W 1952 roku jednostka została uprowadzona do Szwecji przez motorzystę i trzech młodych mężczyzn uciekających przed służbą w kopalni. Ukryli się oni w maszynowni, a kontrolę WOP utrudnił zadymiony silnik. Po przejęciu kutra dopłynęli do Karlskrony. Dwaj członkowie załogi – szyper i rybak – wrócili do Polski i zostali aresztowani przez UB, choć nie mieli wiedzy o uciekinierach. Przez trzy miesiące byli przesłuchiwani, a po zwolnieniu przez jakiś czas nie mogli wypływać w morze.

W latach 1969–70 kuter Wła-55 zagrał w filmie „Kaszëbë – legenda o miłości”, występując jako jednostka niemiecka. W roli szypra wystąpił sam Augustyn Białkowski, a w filmie pojawił się także jego syn i kutry innych lokalnych rybaków.
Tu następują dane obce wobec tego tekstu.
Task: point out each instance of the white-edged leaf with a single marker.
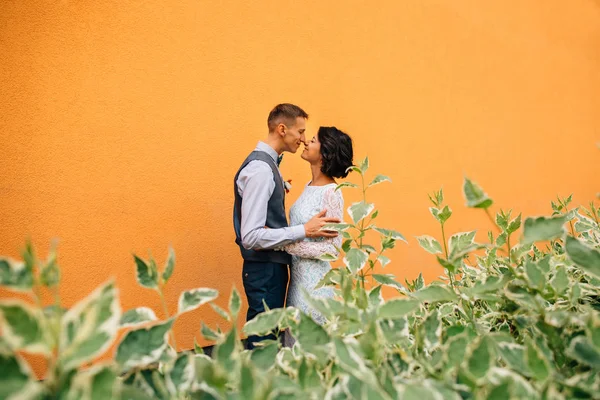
(16, 375)
(355, 260)
(24, 327)
(430, 244)
(388, 280)
(89, 328)
(397, 308)
(379, 179)
(224, 314)
(584, 256)
(144, 346)
(383, 260)
(475, 196)
(194, 298)
(15, 275)
(145, 274)
(360, 210)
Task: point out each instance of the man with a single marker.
(259, 216)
Po latach kuter przeszedł w ręce synów właściciela, a następnie trafił do Jana Szmidtke i Tadeusza Bronieckiego, który zaadaptował go na cele mieszkalne. Od 2013 roku Wła-55 znajduje się pod opieką Stowarzyszenia Alternatywny Cypel.
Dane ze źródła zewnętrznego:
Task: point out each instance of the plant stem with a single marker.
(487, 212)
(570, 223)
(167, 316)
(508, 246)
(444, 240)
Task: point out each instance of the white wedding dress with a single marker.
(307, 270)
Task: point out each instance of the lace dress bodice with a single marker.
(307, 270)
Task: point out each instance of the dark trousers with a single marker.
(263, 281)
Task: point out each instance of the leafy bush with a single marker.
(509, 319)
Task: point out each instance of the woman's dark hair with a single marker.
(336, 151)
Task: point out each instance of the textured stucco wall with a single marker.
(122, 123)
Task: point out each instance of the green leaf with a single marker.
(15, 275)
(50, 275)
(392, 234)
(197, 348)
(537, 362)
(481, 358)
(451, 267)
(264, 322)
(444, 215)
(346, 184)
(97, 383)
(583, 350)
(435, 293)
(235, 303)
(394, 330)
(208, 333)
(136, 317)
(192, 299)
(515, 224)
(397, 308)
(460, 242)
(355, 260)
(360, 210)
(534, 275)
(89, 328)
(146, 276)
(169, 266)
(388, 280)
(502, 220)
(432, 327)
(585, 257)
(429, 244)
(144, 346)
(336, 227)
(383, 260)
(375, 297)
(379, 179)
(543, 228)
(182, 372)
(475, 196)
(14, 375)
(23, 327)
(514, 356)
Ale podczas festynu mieszkańcy mogli też podziwiać obrazy o morskiej tematyce autorstwa Roberta Sokołowskiego.

OD 20 lat przyjeżdżam na Półwysep Helski. Maluję obrazy i pejzaże. Obserwuję półwysep, który inspiruje mnie do twórczości. Sam Bałtyk jest bardzo inspirującym tematem - podkreśla artysta.

Rodzinny Festyn Morski jest cyklicznym wydarzeniem.
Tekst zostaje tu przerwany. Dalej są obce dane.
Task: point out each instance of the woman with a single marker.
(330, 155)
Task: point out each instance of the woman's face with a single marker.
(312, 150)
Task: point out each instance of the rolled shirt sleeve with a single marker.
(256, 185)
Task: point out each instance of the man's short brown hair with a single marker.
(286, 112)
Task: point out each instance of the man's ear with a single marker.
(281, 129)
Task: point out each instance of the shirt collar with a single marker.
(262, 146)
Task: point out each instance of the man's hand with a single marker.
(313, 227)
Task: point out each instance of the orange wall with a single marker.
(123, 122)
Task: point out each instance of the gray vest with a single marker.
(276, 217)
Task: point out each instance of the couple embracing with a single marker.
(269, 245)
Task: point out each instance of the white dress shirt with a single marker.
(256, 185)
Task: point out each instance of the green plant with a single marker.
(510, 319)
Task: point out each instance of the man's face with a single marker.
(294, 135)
Byliście świadkami zdarzenia w naszym regionie? Chcecie aby nasza redakcja zajęła się jakimś tematem? Czekamy na Wasze sygnały i informacje. Można kontaktować się z naszą redakcją za pośrednictwem strony facebookowej i mailowo: redakcja@nadmorski24.pl. Dyżurujemy także pod numerem telefonu 729 715 670.


Czytaj również:

Trwa Wczytywanie...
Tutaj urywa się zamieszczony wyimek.